Gaby Photo, Léopoldville, 1954*
Comemoro hoje o segundo aniversário da publicação de "Retrovisor, um Álbum de Família" com a resenha de Clóvis Brigagão, amigo de longa data, que acompanhou de perto o meu projecto e, pelo caminho, me deu bons conselhos. O texto não chegou a sair no jornal mas aqui não podia faltar, passe a imodéstia.
RETROVISOR – Um Álbum de Família
Vera Futscher Pereira
Lisboa, Rui Costa Pinto Edições, 2009
Nessa encantadora e elegante obra de arte literária, Vera Futscher Pereira revela-nos o âmago de um álbum familiar. Ali estão as origens remotas da família e de seus negócios, alguns deles exercidos em Salvador da Bahia e no Rio de Janeiro, de um Brasil ainda bucólico. Ali estão também os caminhos pacientemente construídos no presente e, finalmente, a oferta generosa do futuro à nova prole. Mais além do legado fotobiográfico, o que apreciamos é a tecedura criativa, muito bem elaborada, através de uma trama 'a descoberto' ... Retrovisor é totalmente aberto às aventuras e desventuras que o leitor, intruso?, quer saborear a cada página.

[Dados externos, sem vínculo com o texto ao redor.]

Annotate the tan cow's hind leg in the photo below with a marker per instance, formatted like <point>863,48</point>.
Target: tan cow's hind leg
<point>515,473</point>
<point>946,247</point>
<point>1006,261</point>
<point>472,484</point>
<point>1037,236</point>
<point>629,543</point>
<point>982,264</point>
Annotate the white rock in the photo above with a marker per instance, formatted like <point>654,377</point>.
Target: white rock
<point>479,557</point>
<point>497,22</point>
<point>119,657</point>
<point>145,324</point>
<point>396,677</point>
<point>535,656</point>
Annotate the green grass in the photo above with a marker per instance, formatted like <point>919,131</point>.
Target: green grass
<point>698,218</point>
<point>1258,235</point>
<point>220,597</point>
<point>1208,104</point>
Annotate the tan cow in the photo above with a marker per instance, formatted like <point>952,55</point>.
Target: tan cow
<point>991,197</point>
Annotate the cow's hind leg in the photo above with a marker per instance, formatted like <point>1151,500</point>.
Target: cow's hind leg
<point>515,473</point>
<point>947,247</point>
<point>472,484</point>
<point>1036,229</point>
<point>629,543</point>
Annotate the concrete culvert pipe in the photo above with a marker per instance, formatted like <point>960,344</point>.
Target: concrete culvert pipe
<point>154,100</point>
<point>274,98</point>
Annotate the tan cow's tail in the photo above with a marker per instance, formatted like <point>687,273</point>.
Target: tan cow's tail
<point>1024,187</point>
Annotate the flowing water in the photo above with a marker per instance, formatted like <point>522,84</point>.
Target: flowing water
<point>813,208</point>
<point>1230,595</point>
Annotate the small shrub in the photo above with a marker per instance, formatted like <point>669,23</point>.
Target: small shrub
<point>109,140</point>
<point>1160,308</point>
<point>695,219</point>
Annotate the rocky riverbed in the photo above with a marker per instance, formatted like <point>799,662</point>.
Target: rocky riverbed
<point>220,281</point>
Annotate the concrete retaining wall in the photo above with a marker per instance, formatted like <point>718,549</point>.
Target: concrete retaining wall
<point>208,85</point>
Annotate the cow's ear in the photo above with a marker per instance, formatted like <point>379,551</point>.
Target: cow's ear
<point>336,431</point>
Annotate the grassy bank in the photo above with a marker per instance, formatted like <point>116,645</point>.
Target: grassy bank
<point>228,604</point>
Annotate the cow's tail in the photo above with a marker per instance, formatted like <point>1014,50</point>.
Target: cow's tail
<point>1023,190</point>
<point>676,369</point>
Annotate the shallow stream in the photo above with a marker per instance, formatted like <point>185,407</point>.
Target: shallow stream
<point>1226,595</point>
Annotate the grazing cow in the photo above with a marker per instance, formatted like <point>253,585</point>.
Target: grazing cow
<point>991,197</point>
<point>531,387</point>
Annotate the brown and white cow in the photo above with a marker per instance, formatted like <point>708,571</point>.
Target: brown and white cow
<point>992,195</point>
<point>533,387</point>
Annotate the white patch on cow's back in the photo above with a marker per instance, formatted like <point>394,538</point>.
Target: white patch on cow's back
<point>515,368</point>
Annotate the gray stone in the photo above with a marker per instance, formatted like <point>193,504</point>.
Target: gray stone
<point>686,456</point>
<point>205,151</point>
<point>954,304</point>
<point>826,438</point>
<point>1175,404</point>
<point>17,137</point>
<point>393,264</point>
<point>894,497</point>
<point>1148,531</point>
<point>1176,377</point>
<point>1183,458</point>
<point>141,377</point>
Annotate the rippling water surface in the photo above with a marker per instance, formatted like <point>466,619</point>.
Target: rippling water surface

À sua arte se junta, sem descontinuidade, o delicado e sensível ofício, tenaz e reluzente, que adquire sentido como ato de amor declarado a tecer, fio a fio, palavra a palavra, o retrato privado da família Futscher Pereira: a lusofonia cosmopolita. Essa ilustrada fotografia familiar ganha sabor e notável dimensão ao incorporar na narrativa o rico contexto histórico com variados comentários do desenrolar sociológico, político, cultural e, porque não, psicológico desses dois tempos, o privado e o público. É pura prosa poética, sob a bela e brilhante composição gráfica, que a autora presenteia ao público, sem pieguice ou maneirismos.
Ao lado da estória da vida dos avós, dos parentes próximos, principalmente dos pais, Vasco e Margarida, de si mesma e dos dois irmãos Cristina e Bernardo, a navegar pelo mundo afora, a autora abre suas páginas aos acontecimentos do dia-a-dia – através de textos tanto seus como de vários comentaristas. Cabe aqui um parêntese sobre o significado dos textos. Primeiro os da própria escritora, alinhavados com graça e sensibilidade, como « ... a tentativa de reagrupar pessoas e lugares dispersos pelas rupturas da vida - e pela própria passagem do tempo ». Narra, de forma concisamente confortável, como andavam as coisas da família, da política portuguesa e do mundo, dos movimentos culturais, artísticos e literários, criados pela geração nascida nos anos 20 do século passado, mas que ainda ressoa aqui e agora, a desvendar as várias circunstâncias que percorrem as páginas, sem perder o fio da meada, num português refinado e claro. Anoto outras contribuições textuais: notas, telegramas, cartas e registros diplomáticos do embaixador Vasco Futscher Pereira, sempre impecáveis, em múltiplos sentidos e em especial notas, artigos e recortes de jornais sobre seu tempo como Embaixador em Brasília (75-77). Os poemas extraídos dos dois livros de Margarida Futscher Pereira: Lugar Comum e Bens Adquiridos, portuguesmente poéticos, como este: « temos que trilhar/piso difícil/para aprender/a saudade sem mácula» (p. 165). O artigo de Bernardo Futscher Pereira publicado em O Jornal (21/05/1982) “Reagan e Brejnev Trocam Galhardetes”, análise política intocável sobre a pressão da opinião pública nos estertores da Guerra Fria. Além de vários outros textos sempre muito bem contextualizados, destaco os diretos, firmes e literariamente muito bem escritos, de Maria Filomena Mónica de seu livro A Evolução dos Costumes em Portugal, 1961-1991.
Como forma de ilustração da estória familiar, que une geração e vida cultural – onde o mundo entra e participa dessa saga - a autora concebe, com gracioso apuro, uma obra que frui livre, a extrair toda a riqueza e vantagens literárias e estéticas de seu Retrovisor. Além de ser obra de leitura muito cativante e prazerosa, ela é recomendada para os estudos de sociologia e antropologia familiar, para cursos de artes gráficas, letras e jornalismo e até mesmo para os que gostam, estudam e pesquisam épocas e interações das relações humanas. Do abrir ao fechar as páginas de Retrovisor, o espelho recompõe todas as figurações, os textos, as imagens e, principalmente, as pessoas que de forma comovente, humana e precisa, Vera Futscher Pereira consagra em suas essencialidades.
Clóvis Brigagão
cientista político e escritor, brasileiro, viveu em Lisboa entre 1975-1979.